How To Use Your Phone Everywhere While You Travel
I love my iPhone, but the problem? I’m not taking it traveling with me, no matter how useful it would be. I’d rather take some disposable phone I bought from a drugstore or, better yet, nothing at all. However, I’m the first to admit, there is nothing I miss more while on the road than the ability to quickly give someone a call or send them a text. (I also miss my neighborhood coffee shop too, but that’s basically it.) Which is what makes National Geographic’s new phone, in partnership with Cellular Abroad, so cool. The phone is pretty basic, but for those Americans who aren’t on AT&T or T-Mobile (like the metric system and soccer, many American phone carriers differ from the rest of the world, and do not adhere to the international standard of GSM), this $99 phone will work pretty much everywhere you go.

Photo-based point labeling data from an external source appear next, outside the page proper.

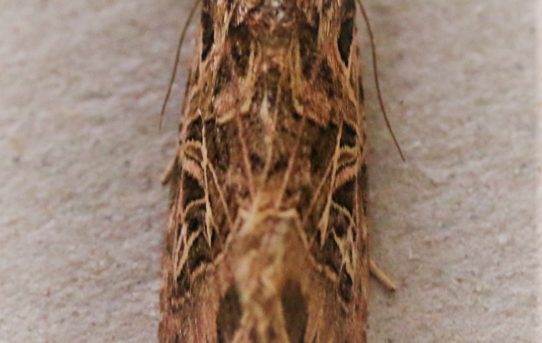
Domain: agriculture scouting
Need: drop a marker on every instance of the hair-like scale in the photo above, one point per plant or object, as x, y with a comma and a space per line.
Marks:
267, 237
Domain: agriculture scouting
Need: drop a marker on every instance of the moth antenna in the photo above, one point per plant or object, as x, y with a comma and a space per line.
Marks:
177, 58
377, 83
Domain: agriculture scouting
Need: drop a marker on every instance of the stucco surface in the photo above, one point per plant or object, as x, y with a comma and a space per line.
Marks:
82, 210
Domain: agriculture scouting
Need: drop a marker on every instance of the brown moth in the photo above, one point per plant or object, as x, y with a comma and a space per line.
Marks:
267, 238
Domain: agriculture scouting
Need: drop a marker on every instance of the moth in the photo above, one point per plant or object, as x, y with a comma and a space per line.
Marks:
267, 238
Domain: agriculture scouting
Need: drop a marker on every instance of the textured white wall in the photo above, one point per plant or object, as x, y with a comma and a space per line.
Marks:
82, 212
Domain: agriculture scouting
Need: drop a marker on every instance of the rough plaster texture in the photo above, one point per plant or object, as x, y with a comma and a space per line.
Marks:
82, 212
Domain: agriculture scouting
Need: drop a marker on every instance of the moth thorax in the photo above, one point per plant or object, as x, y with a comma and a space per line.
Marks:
272, 21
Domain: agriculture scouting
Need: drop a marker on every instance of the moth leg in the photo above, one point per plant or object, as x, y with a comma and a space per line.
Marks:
381, 276
166, 176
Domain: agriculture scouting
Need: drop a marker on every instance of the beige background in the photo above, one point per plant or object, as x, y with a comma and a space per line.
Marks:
81, 209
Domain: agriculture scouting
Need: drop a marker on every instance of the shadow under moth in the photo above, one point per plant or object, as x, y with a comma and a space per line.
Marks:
267, 239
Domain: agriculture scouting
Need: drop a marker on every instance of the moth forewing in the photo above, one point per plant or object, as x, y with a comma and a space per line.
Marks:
267, 240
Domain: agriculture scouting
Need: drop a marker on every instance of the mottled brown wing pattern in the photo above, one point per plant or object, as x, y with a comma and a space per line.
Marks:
267, 239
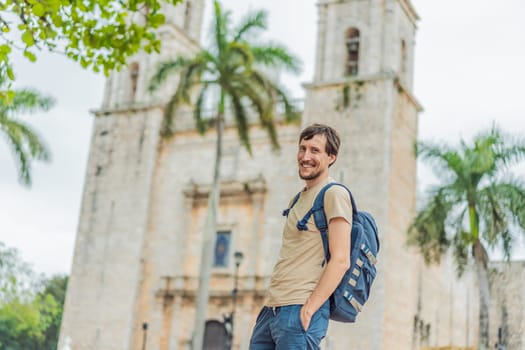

For those of us who do have a GSM phone (like an iPhone), Nat Geo offers up their branded SIM card. For $50, plop it in, and beginning with $29 of credit, you can make calls in more than 150 countries, including unlimited free incoming calls in more than 70 countries. You get both a U.S.-based and a U.K.-based number, and you can also set it up to have your U.S.-based number forward your calls and texts to the new number. The trick: remembering not to answer when your boss calls.